- Born: 1963 (age 62–63) Auckland
- Education: University of Auckland
- Known for: Research on the genetics of dyslexia, intelligence, personality, wellbeing
- Scientific career
- Fields: Psychology, behaviour genetics
- Workplaces: University of Edinburgh
- Thesis: Psychometric & psychophysiological measures for schizotypy, creativity & psychoticism (1993)
- Doctoral advisor: Gordon Mangan

= Timothy Bates =

Psychologist and behaviour geneticist (born 1963)

Timothy C. Bates (born 1963) is a professor of differential psychology at the University of Edinburgh. His research interests include the genetics of reading and spelling, intelligence, and personality.

== Biography ==

He is a member of the editorial board of the journal Intelligence. His PhD was completed in 1994 at the University of Auckland (New Zealand) and integrated the Eysenckian dimensional model of psychosis with the categorical model of schizotypy proposed by Paul E. Meehl, using measures of personality, creativity, evoked potentials, and smooth pursuit eye movement dysfunction. The title of his doctoral thesis was Psychometric & psychophysiological measures for schizotypy, creativity & psychoticism.

Subsequent academic publications include demonstrating the existence of two separate forms of dyslexia, underpinned by distinct genes, and, subsequently, demonstrating that the genes associated with dyslexia are also linked to normal variation in reading ability. This work lead to searches for specific genes involved in reading and language.

In positive psychology, he showed (along with Alexander Weiss and Michelle Luciano) that the genes for happiness are genes for personality, suggesting that a general factor of genetic well-being and specific genetic influences from the five factor model traits of Extraversion, Neuroticism/Stability, and Conscientiousness completely explain the heritable component of differences in happiness.

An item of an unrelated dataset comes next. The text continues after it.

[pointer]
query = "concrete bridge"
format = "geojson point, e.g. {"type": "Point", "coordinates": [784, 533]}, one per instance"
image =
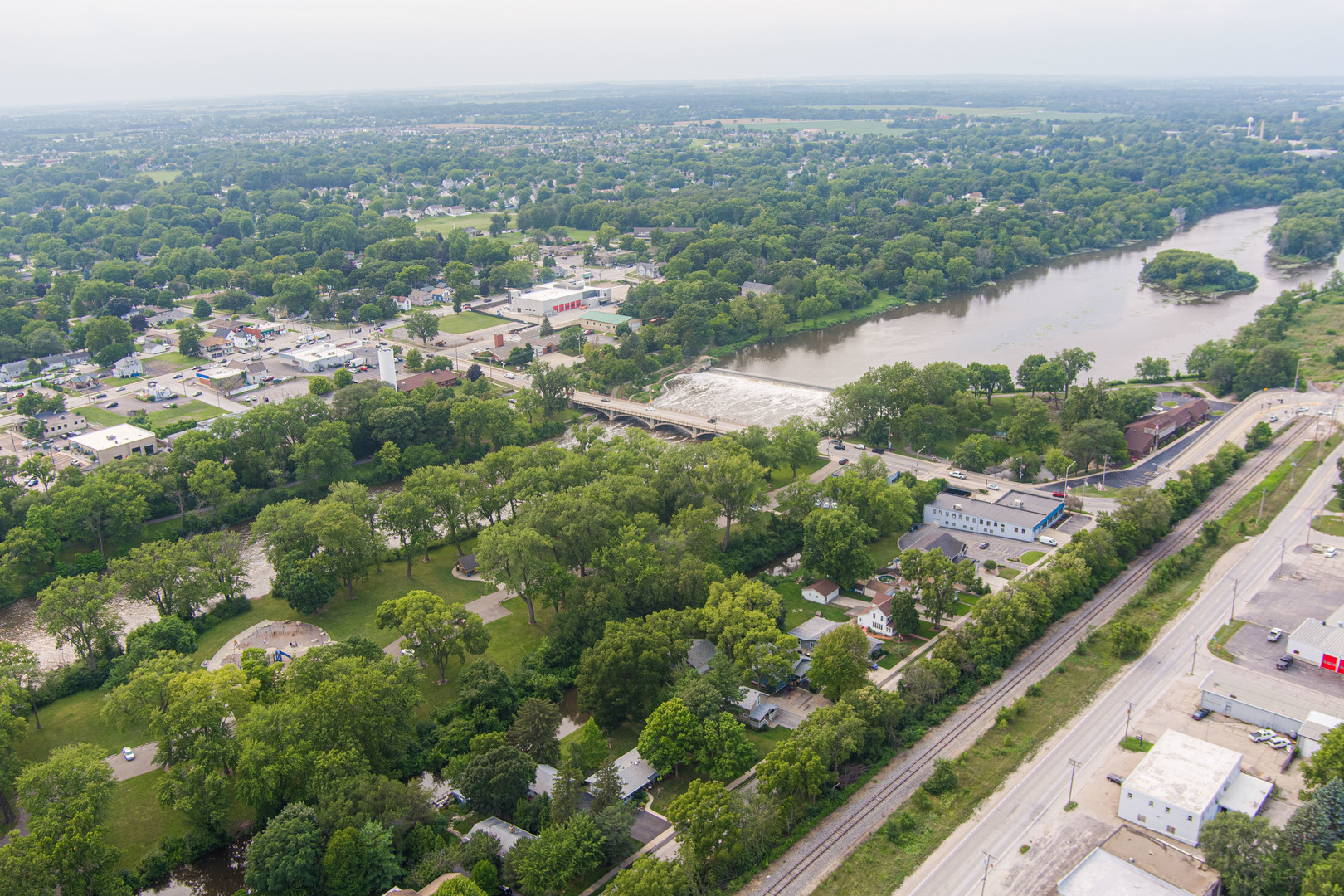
{"type": "Point", "coordinates": [654, 418]}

With Caroline Rae, Bates showed that creatine supports cognitive function – finding that creatine supplements in vegans substantially increased their cognitive ability and working memory by comparison with placebo. This supported a literal 'mental energy' model of intelligence, first postulated by Charles Spearman. In his work with the late Hans Eysenck and subsequently with Con Stough on the role of basic information processing speed in human intelligence, he used ERP complexity measures to argue for a modification to the Hendrickson and Hendrickson error or "string theory" (so named as pins and string were used to make the measurements of EEG output) model of ability, to include a controlling role of attention. In related work on reaction time, he introduced a novel modification to the Jensen box, again controlling the role of attention in this task, and suggesting that under these conditions, intelligence is, as Arthur Jensen proposed, related to the rate of information processing defined in Fitts Law and using Claude Shannon's information metrics.

At the University of Edinburgh he has investigated individual differences in intelligence, memory, and the genetic and environmental influences on social behaviours, such as coalition affiliation, politics, and altruism. Working with Ian Deary, Paul Irwing, and Geoff Derr, he reported evidence for substantial gender differences in intelligence in the form of much larger variance amongst males than amongst females, with more boys and men scoring in both the extreme high range, and in the extreme low range.